Une telle lecture permet de déconstruire les poncifs habituels à ce propos, ­notamment les représentations qui opposent un islam soufi, africain et tolérant face et un islam arabe, salafiste, « radical » et séditieux. Contrairement à la vision qu’en ont certains spécialistes du terrorisme, Thurston montre ainsi que Boko Haram n’est pas une importation saoudienne. Au contraire, le mouvement s’est développé en rupture avec les groupes wahhabites du Nigeria. Au début des années 2000, son fondateur Mohammed Youssouf a d’abord réussi à s’imposer comme le prêcheur le plus virulent de la région, en profitant de l’absence des principaux prédicateurs salafistes de la ville de Maiduguri, partis en Arabie Saoudite poursuivre leur cursus religieux à l’université islamique de Médine. Les relations entre les deux mouvances se sont ensuite dégradées très vite. À mesure que les groupes salafistes dénonçaient la déviance doctrinale de Mohammed Youssouf, celui-ci s’est radicalisé et a musclé son discours contre l’État nigérian.

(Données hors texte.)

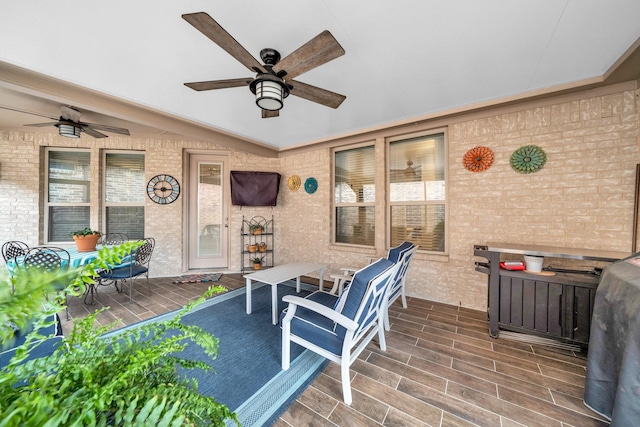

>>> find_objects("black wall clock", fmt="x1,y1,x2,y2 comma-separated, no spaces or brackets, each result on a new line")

En 2009, il devait finalement appeler au djihad pour venger des membres de la secte abattus sans sommation par la police. L’exécution extrajudiciaire de Mohammed Youssouf précipita alors Boko Haram dans une autre dimension, celle de la clandestinité, du terrorisme et, bientôt, du massacre et de la guerre civile dans les régions riveraines du lac Tchad.

Pour autant, le mouvement a continué à revendiquer des positions religieuses. Rejeté en 2016 par l’organisation État islamique, le successeur de Mohammed Youssouf, Aboubakar Shekau, a par exemple accusé la faction de son rival d’avoir basculé dans le murjisme (murji’ah). Cette école théologique, qui date du Moyen Âge, considérait que seul Dieu pouvait juger des péchés des croyants. Elle est aujourd’hui déclarée impie, car elle va à l’encontre de la position des clercs qui attribuent aux imams et aux juges de la charia le soin de prononcer des anathèmes et, pour les salafistes les plus radicaux, d’excommunier (takfir) les déviants. Le débat n’est pas clos, mais il revêt toute son importance quand on sait que Boko Haram tue essentiellement des musulmans et non des chrétiens, minoritaires dans la région. À sa manière, le livre de Thurston nous renvoie ainsi à la question fondamentale des relations entre la religion et des États défaillants qui n’ont pas réussi à gérer leur héritage islamique et les demandes de justice sociale à travers la charia.